Si l'historien pensait que la recherche de la vérité n'avait aucune chance d'aboutir à travers les outils qu'il a élaborés : recherche des sources, analyse et comparaison des document, établissement de leur authenticité (critique interne et externe), il ne poursuivrait pas sa recherche. Le but de sa recherche, ce ne sont pas les faits, mais la vérité historique.

L'établissement de la vérité historique ne débute vraiment qu'au XIXème siècle avec des historiens comme Michelet ou Fustel de Coulanges en France, Niebuhr et surtout Leopold von Ranke en Allemagne.

La connaissance de la vérité historique qui est la véritable fin de l'historiographie n'est jamais pleinement atteinte par l'historien.
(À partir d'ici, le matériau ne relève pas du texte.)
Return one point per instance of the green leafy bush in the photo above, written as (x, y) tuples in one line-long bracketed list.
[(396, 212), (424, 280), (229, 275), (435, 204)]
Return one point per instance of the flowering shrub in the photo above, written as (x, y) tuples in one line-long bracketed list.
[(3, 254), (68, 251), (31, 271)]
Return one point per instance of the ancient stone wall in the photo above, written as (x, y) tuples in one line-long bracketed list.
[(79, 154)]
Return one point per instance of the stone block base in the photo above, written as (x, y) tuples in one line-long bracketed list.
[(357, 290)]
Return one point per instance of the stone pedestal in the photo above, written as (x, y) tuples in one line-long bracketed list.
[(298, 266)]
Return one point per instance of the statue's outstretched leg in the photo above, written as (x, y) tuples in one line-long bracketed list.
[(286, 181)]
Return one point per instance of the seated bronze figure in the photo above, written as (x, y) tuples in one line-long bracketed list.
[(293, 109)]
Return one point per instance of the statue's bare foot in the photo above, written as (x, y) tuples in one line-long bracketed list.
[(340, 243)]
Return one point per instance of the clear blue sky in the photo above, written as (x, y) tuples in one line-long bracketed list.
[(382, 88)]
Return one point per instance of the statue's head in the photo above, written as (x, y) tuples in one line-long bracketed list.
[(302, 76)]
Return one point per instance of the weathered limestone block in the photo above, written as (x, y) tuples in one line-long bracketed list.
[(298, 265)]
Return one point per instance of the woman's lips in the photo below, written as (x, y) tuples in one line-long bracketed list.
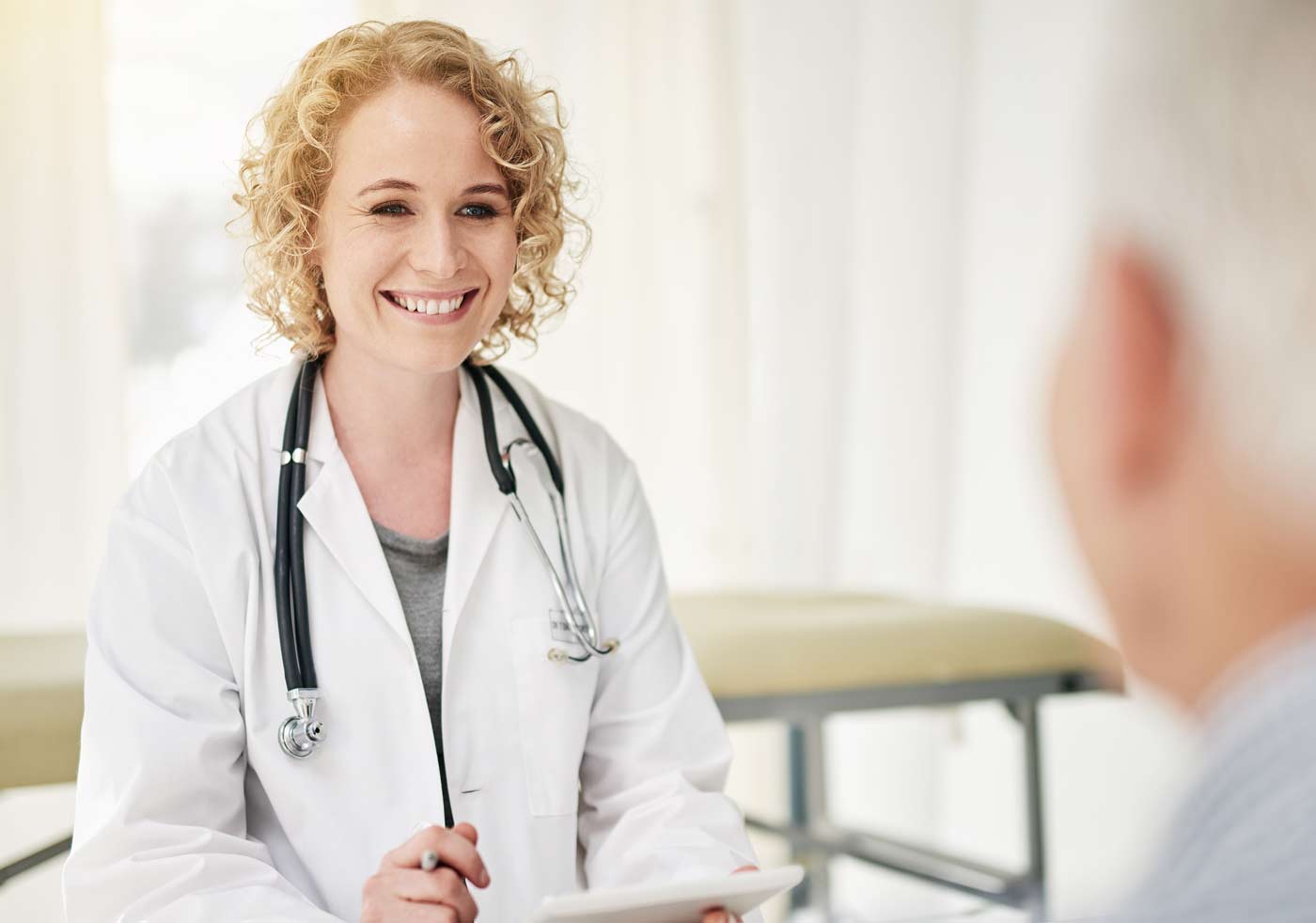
[(436, 319)]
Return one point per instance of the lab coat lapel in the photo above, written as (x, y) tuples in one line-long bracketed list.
[(478, 508), (337, 515)]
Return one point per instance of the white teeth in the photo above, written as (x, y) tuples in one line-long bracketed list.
[(430, 305)]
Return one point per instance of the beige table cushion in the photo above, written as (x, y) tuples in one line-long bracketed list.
[(780, 644), (41, 705)]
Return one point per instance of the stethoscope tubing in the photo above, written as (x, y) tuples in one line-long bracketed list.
[(300, 735)]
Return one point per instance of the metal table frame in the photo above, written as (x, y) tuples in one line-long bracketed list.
[(813, 839)]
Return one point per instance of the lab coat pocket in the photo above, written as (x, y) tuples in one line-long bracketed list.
[(555, 700)]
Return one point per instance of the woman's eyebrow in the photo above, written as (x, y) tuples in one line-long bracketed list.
[(392, 183), (496, 189)]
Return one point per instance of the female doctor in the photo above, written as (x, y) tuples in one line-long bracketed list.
[(407, 204)]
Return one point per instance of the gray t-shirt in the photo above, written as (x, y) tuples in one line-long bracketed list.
[(418, 568)]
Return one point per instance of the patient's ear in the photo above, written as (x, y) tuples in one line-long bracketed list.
[(1137, 355)]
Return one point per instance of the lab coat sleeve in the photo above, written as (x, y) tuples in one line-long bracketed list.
[(657, 752), (160, 830)]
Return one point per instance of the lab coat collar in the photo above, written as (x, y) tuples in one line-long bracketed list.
[(337, 514)]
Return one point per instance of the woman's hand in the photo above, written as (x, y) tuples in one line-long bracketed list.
[(400, 890), (720, 915)]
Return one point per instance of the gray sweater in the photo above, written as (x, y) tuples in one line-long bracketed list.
[(418, 568)]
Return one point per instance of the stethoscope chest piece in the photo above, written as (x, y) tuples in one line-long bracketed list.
[(300, 735)]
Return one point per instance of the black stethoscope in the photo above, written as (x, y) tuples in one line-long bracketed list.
[(300, 735)]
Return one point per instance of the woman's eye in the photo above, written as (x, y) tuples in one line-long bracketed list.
[(478, 211)]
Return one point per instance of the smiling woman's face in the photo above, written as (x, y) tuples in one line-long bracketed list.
[(416, 236)]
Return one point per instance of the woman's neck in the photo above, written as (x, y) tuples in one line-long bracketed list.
[(387, 417)]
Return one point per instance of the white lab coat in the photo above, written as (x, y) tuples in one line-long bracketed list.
[(575, 774)]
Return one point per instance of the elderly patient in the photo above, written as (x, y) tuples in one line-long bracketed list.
[(1184, 430)]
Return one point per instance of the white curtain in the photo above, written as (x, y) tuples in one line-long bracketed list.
[(62, 351)]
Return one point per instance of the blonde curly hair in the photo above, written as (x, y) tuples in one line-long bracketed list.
[(286, 173)]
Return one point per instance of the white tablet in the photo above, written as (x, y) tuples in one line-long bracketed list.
[(674, 902)]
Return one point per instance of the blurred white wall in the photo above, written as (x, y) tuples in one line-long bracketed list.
[(61, 355), (833, 245)]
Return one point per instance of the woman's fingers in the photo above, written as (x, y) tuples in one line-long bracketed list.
[(443, 886), (384, 900), (456, 848)]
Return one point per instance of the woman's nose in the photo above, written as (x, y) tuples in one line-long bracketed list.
[(437, 249)]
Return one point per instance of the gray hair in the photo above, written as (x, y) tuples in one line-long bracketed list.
[(1207, 164)]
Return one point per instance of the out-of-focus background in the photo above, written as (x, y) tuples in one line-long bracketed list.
[(835, 243)]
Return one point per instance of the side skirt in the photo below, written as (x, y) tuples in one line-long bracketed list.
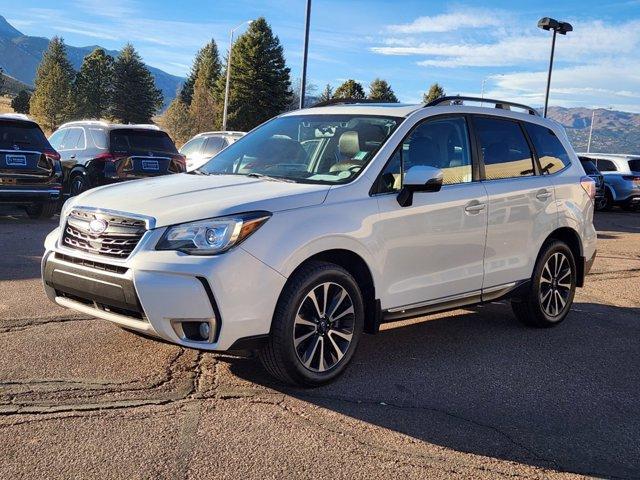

C'est un "idéal" qu'il n'est pas facile à atteindre, mais que l'on doit chercher à atteindre à travers l'effort rigoureux, le plus systématique pour s'en approcher. 

C'est pourquoi Henri-Irénée Marrou ne définit pas l'Histoire comme on a pu la définir par le passé : une représentation irréelle, fausse ou falsifiée, une narration, une étude, un mythe, une utopie, un roman, un catalogue de légendes pédagogiques, illustrées par des images d'Epinal, telles qu'on pouvait les trouver par exemple dans les ouvrages scolaires de Mallet et Isaac.

L'Histoire, la véritable Histoire, au sens moderne du terme est "la connaissance scientifiquement élaborée" du passé humain. Toutefois, la notion de science, ajoute Henri-Irénée Marrou est ambiguë. On aurait bien étonné Platon en faisant de l'Histoire une science comme les mathématiques. L'Histoire serait plutôt pour Platon du domaine de la doxa, de l'opinion, non de la science.

De même, pour Aristote, "il n'y a de science que du général", l'Histoire ne peut donc pas être une science du concret, du particulier. Les deux termes "science" et "concret" s'excluent l'un l'autre, comme les termes "science" et "particulier". 

L'histoire serait une science comme la physique, s'il y avait de lois en Histoire que l'historien serait susceptible de découvrir.

Dans le dernier paragraphe du texte, Henri-Irénée Marrou va préciser en quoi on peut parler de science à propos de l'Histoire. On peut parler de science à propos de l'histoire par opposition à la connaissance vulgaire de l'expérience quotidienne, une connaissance élaborée en fonction d'une méthode systématique et rigoureuse, qui s'est révélée représenter le facteur optimum de vérité.

Autrement dit, l'Histoire ne se réduit pas à l'opinion, à ce que Spinoza aurait appelée "connaissance du premier genre", mais une connaissance fondée sur une méthode, la méthode historique systématique et rigoureuse qu'il se propose de décrire dans son ouvrage. 

Toutefois, Henri-Irénée Marrou refuse le fétichisme de la méthode et des "fiches" qu'il reproche à certains de ses collègues (Langlois, Seignobos). L'historien doit d'abord chercher à entrer en sympathie avec les hommes du passé, les comprendre de l'intérieur comme ils se comprenaient eux-mêmes, en évitant de projeter sur eux sa propre subjectivité. Cette notion de "sympathie" issue de Wilhelm Dilthey distingue les sciences de la nature, fondées sur l'explication et les sciences de l'esprit, fondées sur la compréhension.